The report, produced by the Global Network Against Food Crises, an international alliance working to address the root causes of extreme hunger, says the Covid-19 pandemic will contribute to perpetuation or deterioration of food insecurity in the country.
Reads the report: “The movement restrictions which are necessary to contain the spread of the virus will disrupt the transport and processing of food and other critical goods, increasing delivery times and reducing availability of even the most basic food items.”
While indicating food security levels were expected to improve with a forecast above average in 2020 harvest, the report says households dependent on food production and livestock rearing will be affected, thus deterring the economy as funds will be allocated to contain the food gap.
“The disruption in the supply chain of agricultural inputs or the inability to access livestock markets will likely lead to a decline in crop and livestock production and sales,” the report says.

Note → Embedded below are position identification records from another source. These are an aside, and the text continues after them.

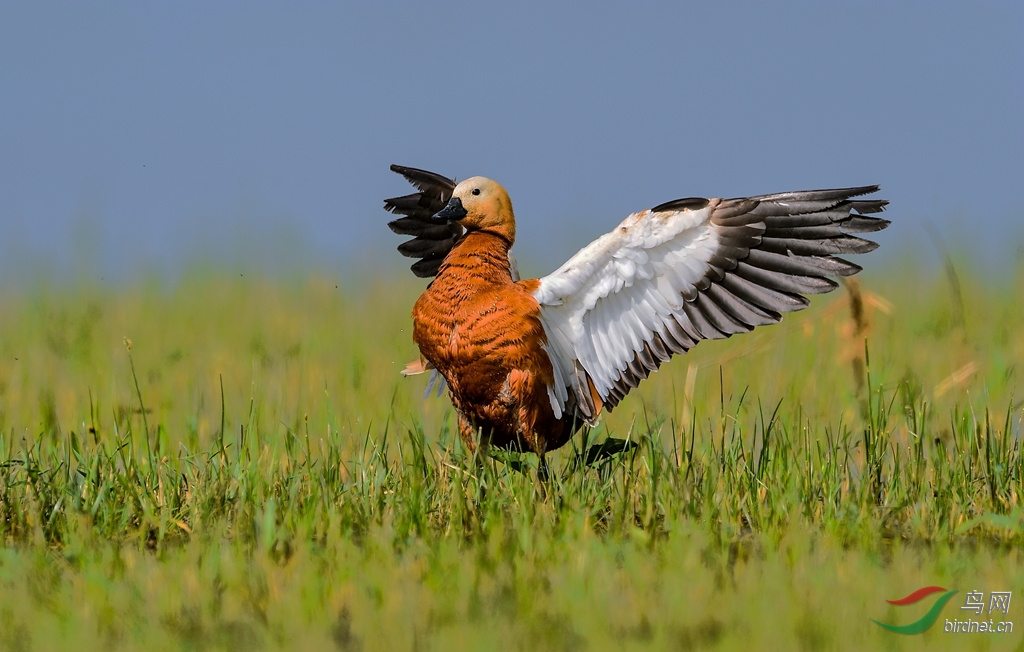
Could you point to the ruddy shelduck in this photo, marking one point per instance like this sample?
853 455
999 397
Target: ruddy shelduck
527 362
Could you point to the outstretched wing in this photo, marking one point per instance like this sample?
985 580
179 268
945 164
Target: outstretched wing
431 241
688 270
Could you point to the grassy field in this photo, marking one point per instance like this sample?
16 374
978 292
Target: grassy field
230 463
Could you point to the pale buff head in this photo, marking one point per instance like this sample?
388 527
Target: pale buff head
479 204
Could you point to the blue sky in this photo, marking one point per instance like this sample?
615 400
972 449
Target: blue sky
139 137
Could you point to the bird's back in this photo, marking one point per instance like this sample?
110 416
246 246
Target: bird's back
481 331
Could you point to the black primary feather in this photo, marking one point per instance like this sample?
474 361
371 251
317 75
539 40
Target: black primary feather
431 242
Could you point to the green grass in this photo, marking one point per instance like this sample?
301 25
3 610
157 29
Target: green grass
232 463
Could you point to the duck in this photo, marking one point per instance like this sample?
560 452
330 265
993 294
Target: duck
529 362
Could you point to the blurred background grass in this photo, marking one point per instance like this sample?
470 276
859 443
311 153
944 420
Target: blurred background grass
230 461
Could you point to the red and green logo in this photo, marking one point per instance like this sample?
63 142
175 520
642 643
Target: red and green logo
926 620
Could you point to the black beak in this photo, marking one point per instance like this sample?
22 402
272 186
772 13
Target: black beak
454 211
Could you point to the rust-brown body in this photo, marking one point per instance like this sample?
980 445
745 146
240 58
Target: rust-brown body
481 331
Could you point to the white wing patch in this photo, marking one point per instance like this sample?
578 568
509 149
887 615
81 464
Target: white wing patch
689 270
604 303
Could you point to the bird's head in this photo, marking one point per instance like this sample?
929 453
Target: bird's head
480 205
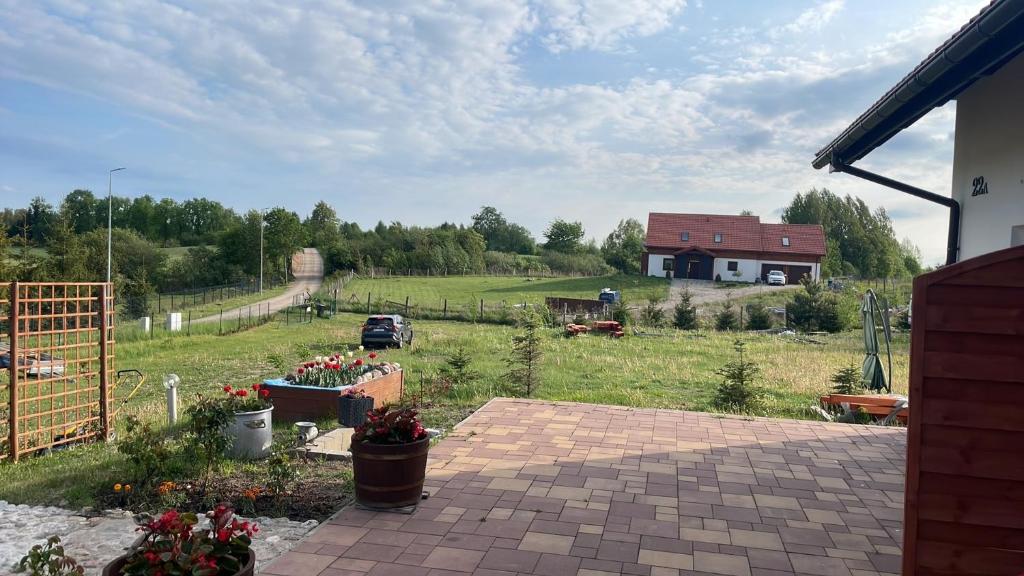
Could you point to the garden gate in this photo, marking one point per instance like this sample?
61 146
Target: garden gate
56 351
965 478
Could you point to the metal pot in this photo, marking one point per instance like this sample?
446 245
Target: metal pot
252 435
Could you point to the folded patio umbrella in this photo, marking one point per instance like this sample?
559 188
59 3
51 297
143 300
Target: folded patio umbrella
872 374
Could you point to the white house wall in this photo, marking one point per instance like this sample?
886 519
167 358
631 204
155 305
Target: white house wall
989 145
654 263
748 270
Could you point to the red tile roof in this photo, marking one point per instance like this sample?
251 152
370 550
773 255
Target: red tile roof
738 233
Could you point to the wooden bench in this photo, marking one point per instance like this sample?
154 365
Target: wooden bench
879 405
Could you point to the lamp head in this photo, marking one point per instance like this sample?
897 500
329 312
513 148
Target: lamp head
171 381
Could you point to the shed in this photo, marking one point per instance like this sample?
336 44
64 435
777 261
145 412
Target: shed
965 483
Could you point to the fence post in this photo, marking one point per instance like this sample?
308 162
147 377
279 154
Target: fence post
12 355
104 398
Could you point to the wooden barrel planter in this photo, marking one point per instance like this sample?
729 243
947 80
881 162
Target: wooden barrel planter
294 403
248 566
389 476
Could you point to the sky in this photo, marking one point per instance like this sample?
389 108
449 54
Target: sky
423 111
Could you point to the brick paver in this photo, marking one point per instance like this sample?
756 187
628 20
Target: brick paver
562 489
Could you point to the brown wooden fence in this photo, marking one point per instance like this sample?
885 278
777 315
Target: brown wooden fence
58 365
965 484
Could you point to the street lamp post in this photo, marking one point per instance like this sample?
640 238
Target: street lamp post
262 214
110 219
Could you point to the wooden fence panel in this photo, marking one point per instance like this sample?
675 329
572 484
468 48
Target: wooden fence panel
965 485
58 360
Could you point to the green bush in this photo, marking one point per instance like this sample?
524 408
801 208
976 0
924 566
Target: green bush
685 317
738 388
146 450
207 436
48 560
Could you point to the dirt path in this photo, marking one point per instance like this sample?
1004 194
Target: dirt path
307 268
707 292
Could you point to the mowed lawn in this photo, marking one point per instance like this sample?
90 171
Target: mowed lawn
430 292
675 370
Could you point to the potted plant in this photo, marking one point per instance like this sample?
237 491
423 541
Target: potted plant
171 544
352 407
389 458
251 430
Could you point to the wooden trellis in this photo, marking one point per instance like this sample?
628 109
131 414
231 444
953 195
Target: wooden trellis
58 360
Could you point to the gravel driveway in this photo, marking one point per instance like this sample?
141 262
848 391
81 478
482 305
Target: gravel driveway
308 272
705 292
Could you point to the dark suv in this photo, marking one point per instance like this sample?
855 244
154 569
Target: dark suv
386 330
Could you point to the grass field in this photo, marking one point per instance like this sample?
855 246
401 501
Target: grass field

“This calls for the need to scale up support for food production, transport and local food markets, and advocate for trade corridors to remain open to ensure the continuous functioning of the critical food supply chain and agri-food systems,” says the 2020 edition.
In the country, approximately 80 percent of Malawians are engaged in predominantly agriculture, food security, employment and the economy highly sensitive to Agriculture output.
Agricultural expert Tamani Nkhono-Mvula in an interview agreed that some preventive measures for Covid-19 will have some impact on the marketing and food distribution and if the problem persists for the next six months or more then production will be challenged next year.
“Government needs to ensure that the Strategic Grain Reserves have been filled with maize to avert any food gaps. The filling of grain reserves need to be done now and the Admarc [Agriculture and Development Marketing Corporation] should also ensure that its rural markets are functional so as to reduce people movement from rural areas in search for markets in town.
“The government should start devising a post-lockdown or post Covid 19 recovery plan, especially for the agriculture sector,” he said.
But Ministry of Agriculture spokesperson Priscilla Mateyu has assured farmers and the public that there will be no disruption in the agricultural supply chain hence the country may not suffer any economic shocks arising from such.
She said in an interview last Friday: “Plans have been put in place to make sure that agriculture production and the whole supply chain is not disturbed in any way.